Redlining was not the policy of Young, and the city lost much of its white population before he became mayor. Detroit’s total population peaked at 1.85 million people in 1950. For the years in between 1950 and 1973, when Young was first elected, the city’s total population had already declined to an estimated 1.5 million.
Moreover, this decline happened in other urban centers for the same reasons. Daniel Hartley, a researcher at the Federal Reserve Bank of Cleveland shows that in compiled data between 1970 and 2006, Buffalo, New York lost 44 percent of its population. Cleveland, Ohio lost 46 percent. Detroit lost 45 percent, and Pittsburg, Pennsylvania lost 43 percent.
Young was certainly cognizant of this.

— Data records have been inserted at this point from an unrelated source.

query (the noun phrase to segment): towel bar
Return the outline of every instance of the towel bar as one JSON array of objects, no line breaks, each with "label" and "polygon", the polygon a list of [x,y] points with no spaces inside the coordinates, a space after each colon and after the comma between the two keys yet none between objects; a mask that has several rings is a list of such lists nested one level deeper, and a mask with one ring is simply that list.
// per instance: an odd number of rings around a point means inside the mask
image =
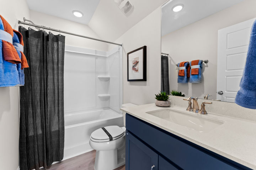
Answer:
[{"label": "towel bar", "polygon": [[[205,60],[203,61],[203,62],[204,63],[207,63],[208,62],[209,62],[209,61],[208,60]],[[176,66],[177,66],[177,67],[178,67],[178,64],[176,64]]]}]

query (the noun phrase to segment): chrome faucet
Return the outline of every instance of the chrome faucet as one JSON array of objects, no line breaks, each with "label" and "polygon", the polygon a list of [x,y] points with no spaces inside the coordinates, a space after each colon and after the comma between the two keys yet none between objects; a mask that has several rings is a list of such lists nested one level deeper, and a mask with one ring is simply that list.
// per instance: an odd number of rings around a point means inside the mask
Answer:
[{"label": "chrome faucet", "polygon": [[205,104],[212,104],[212,102],[204,102],[202,103],[202,104],[201,105],[201,109],[198,111],[198,113],[201,114],[207,114],[207,112],[205,109]]},{"label": "chrome faucet", "polygon": [[[188,101],[188,107],[187,108],[186,110],[187,111],[190,111],[194,113],[198,113],[199,110],[199,106],[197,103],[198,97],[190,97],[187,99],[183,98],[184,100]],[[193,101],[193,107],[191,107],[191,100]]]},{"label": "chrome faucet", "polygon": [[212,97],[212,95],[210,94],[207,94],[206,96],[204,96],[204,99],[208,100],[208,97]]}]

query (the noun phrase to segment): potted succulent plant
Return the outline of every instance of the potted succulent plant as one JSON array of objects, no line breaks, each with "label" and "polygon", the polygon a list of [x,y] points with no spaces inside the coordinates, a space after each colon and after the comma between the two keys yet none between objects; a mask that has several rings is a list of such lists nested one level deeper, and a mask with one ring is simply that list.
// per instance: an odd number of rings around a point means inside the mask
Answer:
[{"label": "potted succulent plant", "polygon": [[168,107],[171,106],[171,102],[169,100],[169,95],[166,92],[160,92],[157,95],[155,94],[156,99],[155,104],[160,107]]},{"label": "potted succulent plant", "polygon": [[172,96],[185,97],[185,95],[184,94],[182,94],[181,91],[178,91],[176,90],[172,90],[171,91],[171,94]]}]

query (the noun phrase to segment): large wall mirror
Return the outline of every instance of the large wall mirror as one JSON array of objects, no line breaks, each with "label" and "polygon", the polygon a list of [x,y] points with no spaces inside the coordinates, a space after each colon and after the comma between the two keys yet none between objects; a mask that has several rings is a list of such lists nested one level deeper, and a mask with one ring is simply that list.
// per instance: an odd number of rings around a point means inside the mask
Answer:
[{"label": "large wall mirror", "polygon": [[[170,0],[164,4],[161,52],[169,60],[170,91],[234,102],[256,11],[255,0]],[[183,62],[190,62],[191,68]]]}]

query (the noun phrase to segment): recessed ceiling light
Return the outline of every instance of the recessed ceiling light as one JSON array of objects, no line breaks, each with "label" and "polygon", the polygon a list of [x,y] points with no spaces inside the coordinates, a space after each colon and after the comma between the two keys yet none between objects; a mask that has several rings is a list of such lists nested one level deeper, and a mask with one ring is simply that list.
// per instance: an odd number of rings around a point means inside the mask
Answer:
[{"label": "recessed ceiling light", "polygon": [[173,7],[172,11],[174,12],[178,12],[182,9],[183,6],[183,4],[177,4]]},{"label": "recessed ceiling light", "polygon": [[75,10],[72,11],[73,14],[76,17],[82,17],[84,14],[82,13],[81,12],[80,12],[79,11]]}]

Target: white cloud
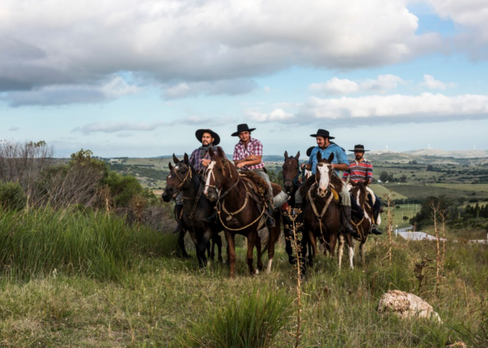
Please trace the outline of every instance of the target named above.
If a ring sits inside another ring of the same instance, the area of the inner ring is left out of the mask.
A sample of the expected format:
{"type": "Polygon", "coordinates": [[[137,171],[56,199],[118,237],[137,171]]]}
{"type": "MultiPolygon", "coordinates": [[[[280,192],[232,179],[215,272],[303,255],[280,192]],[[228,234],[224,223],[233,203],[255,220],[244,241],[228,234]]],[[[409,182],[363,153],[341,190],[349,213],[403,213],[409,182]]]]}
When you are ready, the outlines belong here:
{"type": "Polygon", "coordinates": [[[384,93],[396,88],[398,84],[404,83],[400,77],[387,74],[378,75],[374,80],[368,79],[362,81],[333,77],[326,82],[312,84],[309,89],[326,95],[342,95],[360,92],[384,93]]]}
{"type": "Polygon", "coordinates": [[[293,118],[292,114],[287,113],[282,109],[275,109],[267,114],[251,111],[248,113],[248,115],[252,119],[258,122],[275,122],[293,118]]]}
{"type": "Polygon", "coordinates": [[[428,0],[442,18],[450,18],[461,33],[455,40],[473,58],[488,58],[488,3],[485,0],[428,0]]]}
{"type": "Polygon", "coordinates": [[[421,83],[419,86],[422,87],[427,87],[431,90],[445,90],[451,87],[454,87],[455,84],[452,82],[444,83],[438,80],[436,80],[432,75],[424,75],[424,82],[421,83]]]}
{"type": "Polygon", "coordinates": [[[0,102],[13,107],[97,103],[133,94],[139,90],[138,87],[127,83],[120,76],[114,76],[100,85],[56,85],[9,92],[2,96],[0,95],[0,102]]]}
{"type": "Polygon", "coordinates": [[[212,94],[212,84],[198,84],[297,65],[394,64],[438,49],[440,35],[416,33],[417,22],[404,0],[3,0],[0,91],[98,86],[124,71],[172,84],[170,98],[212,94]]]}
{"type": "Polygon", "coordinates": [[[488,96],[422,93],[322,99],[309,98],[294,119],[349,125],[488,118],[488,96]]]}

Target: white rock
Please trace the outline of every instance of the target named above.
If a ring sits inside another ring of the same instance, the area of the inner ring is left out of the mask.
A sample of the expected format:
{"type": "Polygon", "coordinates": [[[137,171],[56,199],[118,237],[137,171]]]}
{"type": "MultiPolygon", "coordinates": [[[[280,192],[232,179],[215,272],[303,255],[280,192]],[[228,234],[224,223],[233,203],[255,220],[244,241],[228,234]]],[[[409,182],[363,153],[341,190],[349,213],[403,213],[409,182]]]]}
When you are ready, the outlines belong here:
{"type": "Polygon", "coordinates": [[[399,290],[389,290],[383,294],[379,300],[378,312],[394,313],[402,319],[417,317],[442,323],[432,306],[413,294],[399,290]]]}

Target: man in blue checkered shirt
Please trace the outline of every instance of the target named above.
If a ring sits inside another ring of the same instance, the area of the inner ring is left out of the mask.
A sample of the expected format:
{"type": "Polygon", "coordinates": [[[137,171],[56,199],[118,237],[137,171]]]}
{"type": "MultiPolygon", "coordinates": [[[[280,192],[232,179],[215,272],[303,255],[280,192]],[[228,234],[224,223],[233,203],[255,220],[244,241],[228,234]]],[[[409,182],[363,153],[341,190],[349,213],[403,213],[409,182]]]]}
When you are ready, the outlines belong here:
{"type": "MultiPolygon", "coordinates": [[[[346,150],[335,143],[331,142],[330,140],[334,139],[334,137],[330,135],[328,130],[319,129],[316,134],[311,134],[310,136],[313,136],[317,139],[317,146],[312,150],[306,168],[312,171],[312,174],[314,176],[315,175],[315,170],[317,168],[318,152],[320,152],[322,158],[328,158],[331,153],[334,153],[334,159],[332,160],[332,165],[335,174],[338,176],[339,175],[340,170],[344,171],[349,169],[349,160],[348,159],[347,155],[346,154],[346,150]]],[[[344,225],[344,232],[346,233],[354,234],[356,232],[351,225],[351,196],[349,195],[349,191],[348,191],[346,186],[344,185],[342,189],[338,191],[338,193],[340,197],[339,203],[345,218],[345,221],[343,222],[344,225]]],[[[296,194],[295,195],[297,208],[302,209],[303,200],[303,197],[300,194],[300,190],[297,190],[296,194]]]]}

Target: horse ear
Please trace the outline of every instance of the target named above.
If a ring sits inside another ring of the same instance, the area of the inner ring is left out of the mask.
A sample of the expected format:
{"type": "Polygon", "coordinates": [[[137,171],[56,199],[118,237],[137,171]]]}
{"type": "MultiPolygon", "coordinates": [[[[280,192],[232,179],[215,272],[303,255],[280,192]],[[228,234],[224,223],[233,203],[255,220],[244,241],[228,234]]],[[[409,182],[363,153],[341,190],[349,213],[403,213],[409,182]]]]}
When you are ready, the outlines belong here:
{"type": "Polygon", "coordinates": [[[224,152],[224,150],[220,146],[217,146],[217,154],[219,157],[225,158],[226,154],[224,152]]]}

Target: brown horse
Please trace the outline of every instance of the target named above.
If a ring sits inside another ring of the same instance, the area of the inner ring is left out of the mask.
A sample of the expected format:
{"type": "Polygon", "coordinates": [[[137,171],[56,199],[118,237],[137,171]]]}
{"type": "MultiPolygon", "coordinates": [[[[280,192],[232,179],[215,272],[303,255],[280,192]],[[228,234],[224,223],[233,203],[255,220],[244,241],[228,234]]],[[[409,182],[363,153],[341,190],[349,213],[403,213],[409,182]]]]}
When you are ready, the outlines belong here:
{"type": "Polygon", "coordinates": [[[373,225],[373,210],[367,202],[367,190],[366,187],[368,181],[365,183],[359,182],[350,183],[352,189],[351,190],[352,199],[356,201],[360,207],[360,214],[353,214],[353,225],[359,235],[358,238],[361,243],[359,246],[359,262],[365,264],[365,253],[366,249],[366,242],[367,241],[368,234],[371,232],[373,225]],[[361,214],[362,213],[362,214],[361,214]],[[357,216],[359,217],[357,217],[357,216]]]}
{"type": "MultiPolygon", "coordinates": [[[[343,246],[345,239],[349,246],[350,265],[354,266],[353,258],[354,249],[352,237],[350,234],[341,233],[343,226],[341,223],[342,211],[339,202],[336,202],[331,190],[331,185],[336,190],[340,190],[343,184],[341,179],[334,174],[331,163],[334,159],[334,153],[331,153],[328,159],[322,159],[320,152],[317,152],[318,163],[315,171],[315,182],[307,192],[308,201],[304,209],[303,231],[304,239],[312,244],[315,253],[317,253],[316,238],[323,239],[330,243],[329,249],[331,256],[334,256],[336,243],[338,238],[339,245],[339,266],[341,268],[343,246]]],[[[302,257],[305,261],[306,253],[306,244],[302,245],[302,257]]],[[[305,271],[305,262],[301,264],[305,271]]]]}
{"type": "MultiPolygon", "coordinates": [[[[203,183],[201,178],[189,164],[187,154],[185,154],[183,161],[180,161],[174,155],[173,155],[173,159],[175,166],[169,163],[171,172],[166,178],[163,199],[169,201],[171,198],[176,198],[180,193],[183,194],[182,219],[195,244],[200,266],[207,265],[205,250],[209,245],[209,241],[211,238],[217,245],[218,259],[222,261],[222,240],[218,233],[222,231],[222,227],[220,225],[207,223],[203,220],[212,214],[214,205],[202,194],[203,183]]],[[[183,235],[184,235],[184,232],[183,235]]],[[[184,248],[184,244],[183,246],[180,244],[180,246],[184,248]]],[[[186,252],[184,255],[184,253],[186,252]]]]}
{"type": "MultiPolygon", "coordinates": [[[[251,275],[257,274],[259,271],[253,265],[253,252],[255,246],[257,251],[257,268],[262,270],[261,238],[257,232],[264,226],[266,208],[257,194],[239,175],[234,164],[226,157],[221,147],[217,148],[217,153],[211,148],[210,153],[211,162],[207,169],[204,193],[210,201],[217,202],[218,219],[224,226],[227,240],[231,277],[234,277],[236,264],[236,233],[247,238],[247,266],[251,275]]],[[[268,271],[271,270],[274,243],[279,235],[278,221],[276,221],[276,227],[269,229],[268,271]]]]}

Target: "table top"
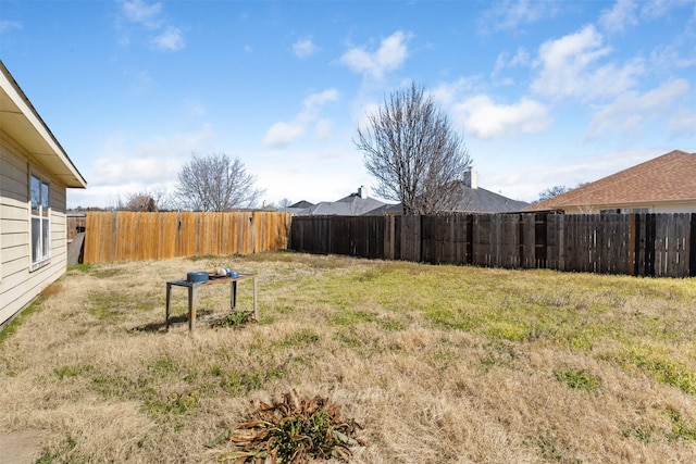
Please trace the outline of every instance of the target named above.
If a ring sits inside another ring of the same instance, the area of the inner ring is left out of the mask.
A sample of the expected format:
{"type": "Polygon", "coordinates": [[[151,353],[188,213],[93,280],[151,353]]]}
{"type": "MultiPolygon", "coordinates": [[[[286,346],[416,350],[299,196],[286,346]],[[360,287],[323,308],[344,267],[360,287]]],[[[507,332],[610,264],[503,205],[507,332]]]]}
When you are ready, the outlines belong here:
{"type": "Polygon", "coordinates": [[[254,277],[253,274],[239,274],[237,277],[211,277],[206,281],[188,281],[186,279],[179,280],[169,280],[167,285],[178,285],[181,287],[198,287],[201,285],[211,285],[211,284],[229,284],[237,280],[244,280],[248,278],[254,277]]]}

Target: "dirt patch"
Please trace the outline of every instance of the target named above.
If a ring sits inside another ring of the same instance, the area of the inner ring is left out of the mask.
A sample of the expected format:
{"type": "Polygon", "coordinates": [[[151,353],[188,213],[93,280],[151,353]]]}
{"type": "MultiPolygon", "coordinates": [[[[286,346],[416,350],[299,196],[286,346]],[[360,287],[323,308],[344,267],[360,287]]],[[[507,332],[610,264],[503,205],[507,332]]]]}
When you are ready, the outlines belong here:
{"type": "Polygon", "coordinates": [[[39,430],[0,434],[0,464],[30,464],[41,452],[39,430]]]}

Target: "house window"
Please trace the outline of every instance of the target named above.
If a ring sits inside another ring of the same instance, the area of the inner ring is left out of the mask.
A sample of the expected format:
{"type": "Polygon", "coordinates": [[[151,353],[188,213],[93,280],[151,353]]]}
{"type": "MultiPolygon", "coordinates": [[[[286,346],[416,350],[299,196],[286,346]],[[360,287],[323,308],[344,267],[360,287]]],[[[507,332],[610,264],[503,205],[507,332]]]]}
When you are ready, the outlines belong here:
{"type": "Polygon", "coordinates": [[[32,176],[32,268],[47,264],[51,258],[51,208],[49,187],[44,179],[32,176]]]}

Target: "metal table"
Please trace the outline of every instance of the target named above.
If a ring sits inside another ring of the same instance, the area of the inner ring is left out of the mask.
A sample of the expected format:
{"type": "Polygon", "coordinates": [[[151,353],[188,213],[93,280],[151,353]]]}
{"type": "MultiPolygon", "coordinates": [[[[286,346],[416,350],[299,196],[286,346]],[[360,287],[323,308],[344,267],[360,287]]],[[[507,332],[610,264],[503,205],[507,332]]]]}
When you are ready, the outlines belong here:
{"type": "Polygon", "coordinates": [[[188,329],[196,330],[196,310],[198,305],[198,289],[209,285],[229,284],[229,309],[235,310],[237,305],[237,283],[239,280],[251,279],[253,283],[253,317],[259,319],[259,306],[257,304],[257,278],[253,274],[239,274],[237,277],[211,278],[208,281],[170,280],[166,283],[166,313],[164,318],[165,328],[170,328],[170,306],[172,302],[172,287],[186,287],[188,289],[188,329]]]}

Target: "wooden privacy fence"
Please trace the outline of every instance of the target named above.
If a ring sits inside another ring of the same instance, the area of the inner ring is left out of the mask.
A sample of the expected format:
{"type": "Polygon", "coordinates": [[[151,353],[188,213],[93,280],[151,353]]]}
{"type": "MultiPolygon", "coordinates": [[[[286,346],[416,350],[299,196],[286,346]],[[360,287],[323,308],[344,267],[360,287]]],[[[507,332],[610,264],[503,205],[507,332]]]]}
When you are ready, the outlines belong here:
{"type": "Polygon", "coordinates": [[[290,215],[87,213],[85,263],[248,254],[287,248],[290,215]]]}
{"type": "Polygon", "coordinates": [[[696,275],[696,214],[294,217],[290,249],[508,268],[696,275]]]}

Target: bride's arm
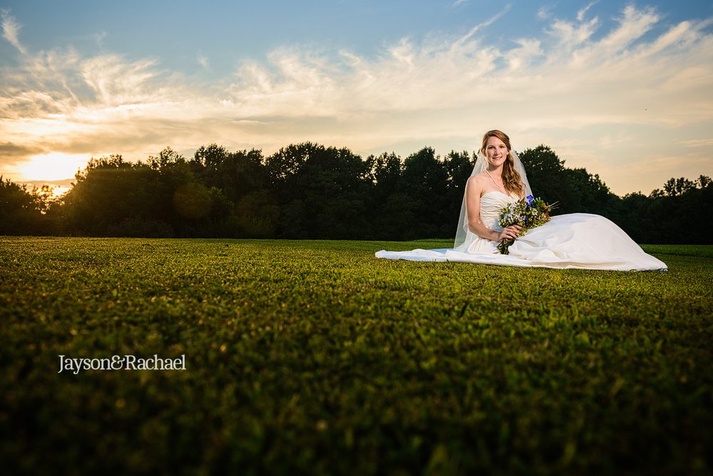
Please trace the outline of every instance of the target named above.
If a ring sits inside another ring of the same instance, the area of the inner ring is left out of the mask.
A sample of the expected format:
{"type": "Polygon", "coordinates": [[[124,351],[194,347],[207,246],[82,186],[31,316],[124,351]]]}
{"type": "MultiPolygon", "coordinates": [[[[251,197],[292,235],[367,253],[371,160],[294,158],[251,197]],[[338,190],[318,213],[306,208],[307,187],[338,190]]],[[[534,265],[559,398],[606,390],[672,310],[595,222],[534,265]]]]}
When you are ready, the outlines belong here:
{"type": "Polygon", "coordinates": [[[506,238],[518,237],[518,227],[516,225],[507,227],[501,232],[491,229],[481,222],[481,195],[483,185],[481,177],[471,177],[466,183],[466,212],[468,217],[468,228],[481,238],[493,242],[499,242],[506,238]]]}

He wrote in his autobiography that “I don’t dispute the gravity of Detroit’s problems…They are basically the same problems of every American city, except that they are magnified by the fact that modern Detroit was built around the auto industry, which has been losing blood for two decades, and the accompanying reality that white flight, industrial and social, has left Detroit with the damnedest demographics in America.”
It’s more than unfair to blame Young for the way Detroit is today, it is inaccurate. Many things were outside of his control. He wasn’t a central banker who could lower interest rates to make what Detroit was selling more attractive to the rest of the world. He couldn’t enact economic stimulus the way President Barack Obama did in 2009.
Surely he can be blamed for the fact that he did not diversify the city’s economy. But then, many of the theories of economic development that are known now were not known then. Economic development was to heap subsidies upon favored industries. And how could Young have had the prescience to know businesses like Facebook and Twitter – that make nothing – would be more profitable than companies that do make something like General Motors and Ford Motor Company.
He served for 20 years as mayor (1974-1994). He shaped the city, and bears some responsibility for how it is today. But those areas where his handiwork is most evident, where he drew federal, state, and private dollars to, the riverfront, the Renaissance Center, are the places that are otherwise still alive in a corroded city.